Wtedy zaczął dzwonić dzwonek na lekcje.Ja i William weszliśmy później do klasy chcąc zrobić pozostałym niespodziankę.Pani Rachel wiedziała o naszym planie.Specjalnie zajmowała uczniów żeby się nie zorientowali.Wtedy William zapukał do drzwi i wszedł ze mną jak gdyby nic się nie stało.Wszyscy byli zaskoczeni.Oczy mało nie wypadły im ze zdziwienia.Lekcja jakoś szybko zleciała.Zaraz mieliśmy moją ukochaną lekcje w-f. Na sali zauważyłam Ulricha.Był cały przygnębiony chciałam do niego podejść , ale pierwsza zrobiła to Sisi. Za wszelką cenę chciałam im przerwać , ale ignorowali mnie.Nie poddawałam się gdy tylko nauczycielka nie widziała próbowałam wstać z wózka pomimo zakazom lekarza.Nie obchodziło mnie to nie mogłam pozwolić aby Siis owinęła go sobie wokół palca.Wszyscy widzieli jak wstaje ale nikt nie miał odwagi mi przerwać.Dopiero musiał  spojrzeć na mnie wtedy  gdy zrobiło mi się słabo i upadłam. Sisi tylko przeszła obok mnie z Ulrichem i zaczęła się śmiać.William od razu pomógł mi wstać.Siedziałam na samym końcu sali gimnastycznej z daleka od innych.Nie chciałam być znowu upokorzona.W głowie miałam tylko jedno porozmawiać z Ulrichem.Teraz akurat miałam okazję .Sisi i reszta dziewczyn grały na boisku a Ulrich siedział nie daleko mnie.Podjechałam do niego.
- Hej co się stało ? - zapytałam
- To że mnie unikasz, przez co muszę być z Sisi-odparł
- Przepraszam nie chciałam-zaczęłam się tłumaczyć
- A co ty robisz z tą pokraką - przerwała nam Sissi
-Nic tylko rozmawiamy- tłumaczył się Ulrich
Nie miałam ochoty patrzeć na tą głupią jędze więc pojechałam do Williama.
-Coś się stało-zapytał
- Nie chyba nie - odpowiedziałam
Przerwał nam dzwonek .Pojechałam do pokoju Aelity żeby z nią porozmawiać.
- Hej Yumi - przywitała się dziewczyna
- Hej- odpowiedziałam
- Po co przyszłaś ?-zapytała
- Pogadać-powiedziałam
- Okej mów-przygotowała się na długą długą historyjkę
- Bo chodzi o to że mam dość tego wszystkiego,Raz Ulrich jest na mnie zły , a gdy się do mnie nie odzywa i pociesza mnie William to ma wielkie pretensje.
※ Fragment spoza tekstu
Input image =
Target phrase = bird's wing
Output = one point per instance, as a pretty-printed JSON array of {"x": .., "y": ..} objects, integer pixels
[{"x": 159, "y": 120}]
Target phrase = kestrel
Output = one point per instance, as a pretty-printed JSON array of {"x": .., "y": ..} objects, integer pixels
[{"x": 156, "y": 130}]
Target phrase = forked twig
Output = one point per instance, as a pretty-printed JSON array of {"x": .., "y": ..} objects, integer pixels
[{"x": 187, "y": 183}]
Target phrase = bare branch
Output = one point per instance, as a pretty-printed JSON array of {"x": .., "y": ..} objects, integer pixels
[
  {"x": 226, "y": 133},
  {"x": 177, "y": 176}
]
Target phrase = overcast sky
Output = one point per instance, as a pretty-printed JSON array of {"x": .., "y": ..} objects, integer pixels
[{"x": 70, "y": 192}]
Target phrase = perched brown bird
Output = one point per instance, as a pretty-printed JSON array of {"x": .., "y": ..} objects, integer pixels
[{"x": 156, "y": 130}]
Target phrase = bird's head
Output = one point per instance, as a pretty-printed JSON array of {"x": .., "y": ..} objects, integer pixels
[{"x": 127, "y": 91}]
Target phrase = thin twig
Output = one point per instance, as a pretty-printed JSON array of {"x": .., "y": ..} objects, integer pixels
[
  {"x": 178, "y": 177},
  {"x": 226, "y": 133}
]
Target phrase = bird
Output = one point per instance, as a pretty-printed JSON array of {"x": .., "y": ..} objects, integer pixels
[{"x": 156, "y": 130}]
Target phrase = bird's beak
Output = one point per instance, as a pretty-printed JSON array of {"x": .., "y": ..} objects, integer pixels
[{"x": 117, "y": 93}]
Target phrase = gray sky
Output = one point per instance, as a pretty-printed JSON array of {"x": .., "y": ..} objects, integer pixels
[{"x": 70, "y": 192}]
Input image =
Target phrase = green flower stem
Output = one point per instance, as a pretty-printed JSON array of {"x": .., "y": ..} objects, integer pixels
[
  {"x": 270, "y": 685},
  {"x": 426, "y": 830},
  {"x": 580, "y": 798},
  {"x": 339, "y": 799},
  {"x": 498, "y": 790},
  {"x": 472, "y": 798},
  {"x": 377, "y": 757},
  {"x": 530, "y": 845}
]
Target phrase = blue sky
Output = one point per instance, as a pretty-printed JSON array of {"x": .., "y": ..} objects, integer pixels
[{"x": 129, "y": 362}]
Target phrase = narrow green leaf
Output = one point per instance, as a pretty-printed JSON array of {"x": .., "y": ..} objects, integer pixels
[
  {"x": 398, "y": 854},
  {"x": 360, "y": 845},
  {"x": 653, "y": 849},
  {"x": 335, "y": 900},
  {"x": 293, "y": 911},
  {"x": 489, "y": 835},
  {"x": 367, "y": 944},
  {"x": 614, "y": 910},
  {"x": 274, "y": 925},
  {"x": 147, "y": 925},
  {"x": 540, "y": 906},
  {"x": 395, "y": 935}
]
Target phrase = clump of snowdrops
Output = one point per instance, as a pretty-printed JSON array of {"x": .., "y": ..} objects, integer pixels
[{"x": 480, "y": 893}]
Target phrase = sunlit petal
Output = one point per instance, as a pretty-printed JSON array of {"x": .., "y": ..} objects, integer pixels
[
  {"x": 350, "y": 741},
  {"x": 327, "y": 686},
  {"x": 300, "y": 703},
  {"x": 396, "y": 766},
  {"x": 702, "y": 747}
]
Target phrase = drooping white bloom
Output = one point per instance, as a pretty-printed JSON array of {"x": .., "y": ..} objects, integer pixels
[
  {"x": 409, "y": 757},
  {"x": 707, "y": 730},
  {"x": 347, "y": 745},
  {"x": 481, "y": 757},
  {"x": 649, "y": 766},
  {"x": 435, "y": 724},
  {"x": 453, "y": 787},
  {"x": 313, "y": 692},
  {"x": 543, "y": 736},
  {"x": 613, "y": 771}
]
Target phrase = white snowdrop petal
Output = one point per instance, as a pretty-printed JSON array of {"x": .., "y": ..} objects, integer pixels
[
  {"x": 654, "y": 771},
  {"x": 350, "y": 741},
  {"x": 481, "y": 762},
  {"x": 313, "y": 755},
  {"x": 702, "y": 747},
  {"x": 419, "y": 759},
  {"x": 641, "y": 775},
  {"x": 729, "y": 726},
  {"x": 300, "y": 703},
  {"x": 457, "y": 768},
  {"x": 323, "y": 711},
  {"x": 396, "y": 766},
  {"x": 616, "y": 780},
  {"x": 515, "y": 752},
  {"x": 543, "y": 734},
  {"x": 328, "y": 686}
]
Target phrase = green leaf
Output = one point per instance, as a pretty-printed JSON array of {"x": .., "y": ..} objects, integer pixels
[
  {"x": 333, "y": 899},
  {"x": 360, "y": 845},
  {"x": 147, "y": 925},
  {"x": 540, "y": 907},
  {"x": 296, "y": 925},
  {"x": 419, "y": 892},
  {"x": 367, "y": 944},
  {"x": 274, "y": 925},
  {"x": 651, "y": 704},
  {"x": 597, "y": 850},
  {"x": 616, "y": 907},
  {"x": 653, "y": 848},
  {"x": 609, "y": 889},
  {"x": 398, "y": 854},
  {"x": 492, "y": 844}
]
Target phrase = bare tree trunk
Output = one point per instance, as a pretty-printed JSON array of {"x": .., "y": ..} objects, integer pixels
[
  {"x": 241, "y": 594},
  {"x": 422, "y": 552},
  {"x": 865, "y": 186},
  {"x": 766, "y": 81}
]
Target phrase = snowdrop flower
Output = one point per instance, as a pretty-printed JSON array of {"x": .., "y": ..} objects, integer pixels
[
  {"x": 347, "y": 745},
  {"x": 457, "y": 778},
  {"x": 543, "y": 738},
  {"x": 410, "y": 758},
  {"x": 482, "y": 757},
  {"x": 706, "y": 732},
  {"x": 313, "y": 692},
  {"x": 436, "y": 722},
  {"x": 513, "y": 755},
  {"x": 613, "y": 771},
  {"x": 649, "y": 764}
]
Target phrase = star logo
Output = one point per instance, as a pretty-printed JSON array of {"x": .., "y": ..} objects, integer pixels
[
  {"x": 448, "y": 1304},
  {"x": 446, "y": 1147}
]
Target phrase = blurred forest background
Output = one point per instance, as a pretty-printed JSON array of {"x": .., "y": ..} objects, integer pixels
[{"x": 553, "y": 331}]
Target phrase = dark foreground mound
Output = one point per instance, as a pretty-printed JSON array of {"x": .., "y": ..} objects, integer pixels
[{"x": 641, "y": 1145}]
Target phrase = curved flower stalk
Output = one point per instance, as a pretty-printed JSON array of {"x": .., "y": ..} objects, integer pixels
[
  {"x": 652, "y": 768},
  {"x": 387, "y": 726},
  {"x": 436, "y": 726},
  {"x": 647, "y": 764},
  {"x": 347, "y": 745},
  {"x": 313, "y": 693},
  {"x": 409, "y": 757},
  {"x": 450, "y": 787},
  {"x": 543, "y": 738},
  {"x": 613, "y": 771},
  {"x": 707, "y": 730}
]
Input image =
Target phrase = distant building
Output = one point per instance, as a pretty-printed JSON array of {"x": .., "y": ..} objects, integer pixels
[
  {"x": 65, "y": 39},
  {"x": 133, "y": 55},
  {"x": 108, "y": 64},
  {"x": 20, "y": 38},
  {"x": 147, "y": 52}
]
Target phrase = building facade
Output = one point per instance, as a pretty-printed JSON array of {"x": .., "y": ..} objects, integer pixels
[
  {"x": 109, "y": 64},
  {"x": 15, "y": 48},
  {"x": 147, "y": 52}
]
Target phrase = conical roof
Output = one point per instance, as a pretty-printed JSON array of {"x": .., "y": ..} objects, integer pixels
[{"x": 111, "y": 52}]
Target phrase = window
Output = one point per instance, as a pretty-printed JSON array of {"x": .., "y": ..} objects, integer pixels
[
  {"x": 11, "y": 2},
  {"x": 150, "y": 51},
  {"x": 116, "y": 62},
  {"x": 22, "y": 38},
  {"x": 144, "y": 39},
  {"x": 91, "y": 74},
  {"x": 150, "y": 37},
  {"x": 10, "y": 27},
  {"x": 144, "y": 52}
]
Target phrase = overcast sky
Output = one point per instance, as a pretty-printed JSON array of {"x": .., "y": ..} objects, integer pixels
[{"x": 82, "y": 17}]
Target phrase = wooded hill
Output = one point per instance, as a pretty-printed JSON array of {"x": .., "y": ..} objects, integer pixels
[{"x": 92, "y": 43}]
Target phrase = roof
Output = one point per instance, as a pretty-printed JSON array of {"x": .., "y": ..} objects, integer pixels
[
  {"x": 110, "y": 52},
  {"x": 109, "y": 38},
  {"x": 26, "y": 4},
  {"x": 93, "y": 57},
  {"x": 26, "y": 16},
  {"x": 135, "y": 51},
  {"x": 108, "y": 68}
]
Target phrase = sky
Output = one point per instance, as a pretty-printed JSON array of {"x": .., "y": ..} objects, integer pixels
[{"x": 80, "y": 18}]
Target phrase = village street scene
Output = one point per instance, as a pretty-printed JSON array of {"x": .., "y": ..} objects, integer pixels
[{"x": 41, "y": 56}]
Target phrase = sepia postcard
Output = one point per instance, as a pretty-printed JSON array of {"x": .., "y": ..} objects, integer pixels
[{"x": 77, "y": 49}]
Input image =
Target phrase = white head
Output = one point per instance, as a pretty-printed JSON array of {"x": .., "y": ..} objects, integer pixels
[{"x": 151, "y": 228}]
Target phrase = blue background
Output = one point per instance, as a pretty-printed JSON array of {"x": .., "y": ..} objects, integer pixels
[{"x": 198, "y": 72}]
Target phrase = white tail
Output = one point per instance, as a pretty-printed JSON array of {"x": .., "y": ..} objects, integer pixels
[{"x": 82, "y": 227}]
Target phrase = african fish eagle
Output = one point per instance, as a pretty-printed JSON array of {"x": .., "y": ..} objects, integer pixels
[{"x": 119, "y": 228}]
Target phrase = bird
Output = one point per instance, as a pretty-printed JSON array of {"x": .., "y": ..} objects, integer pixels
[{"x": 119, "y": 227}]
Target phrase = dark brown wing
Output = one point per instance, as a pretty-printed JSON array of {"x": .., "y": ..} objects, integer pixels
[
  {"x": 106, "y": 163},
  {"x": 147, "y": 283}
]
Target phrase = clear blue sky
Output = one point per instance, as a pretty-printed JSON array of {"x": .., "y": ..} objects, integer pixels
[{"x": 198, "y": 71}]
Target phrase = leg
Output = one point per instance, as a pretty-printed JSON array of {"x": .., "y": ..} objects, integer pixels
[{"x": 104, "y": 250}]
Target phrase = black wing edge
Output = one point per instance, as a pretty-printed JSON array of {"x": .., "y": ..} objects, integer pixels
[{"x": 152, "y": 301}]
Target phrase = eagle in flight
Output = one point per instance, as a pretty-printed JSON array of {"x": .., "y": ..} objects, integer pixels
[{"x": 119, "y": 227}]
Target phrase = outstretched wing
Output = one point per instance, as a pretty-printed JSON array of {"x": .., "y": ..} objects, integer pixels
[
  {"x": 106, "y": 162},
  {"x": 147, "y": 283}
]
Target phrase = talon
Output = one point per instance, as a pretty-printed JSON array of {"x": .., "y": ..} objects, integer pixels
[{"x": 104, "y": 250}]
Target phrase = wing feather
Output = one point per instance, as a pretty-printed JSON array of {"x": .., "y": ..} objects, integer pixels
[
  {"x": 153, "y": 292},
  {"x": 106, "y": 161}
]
Co ja mam zrobić- wydusiłam z siebie na jednym oddechu.
- że co nie ogarniam- zaprotestowała ze zdziwieniem
- A zapomniałam w szpitalu dostałam od Williama piękny wisiorek, a Ulrich jest zazdrosny-przypomniałam sobie w ostatniej chwili
Był już wieczór siedziałam na parapecie przed oknem. Włosy przykryły mi połowę twarzy.Było mi bardzo smutno że Ulrich nie chce mnie znać. Wtedy zobaczyłam go jak szedł sam po parku.Zawołałam go przez otworzone okno.Pomimo że słyszał jak go wołam nie odwrócił się.Przez to czułam się nikomu nie potrzebna. Myślałam tylko o jednym NIE CHCĘ ŻYĆ, NIE MAM JUŻ DLA KOGO.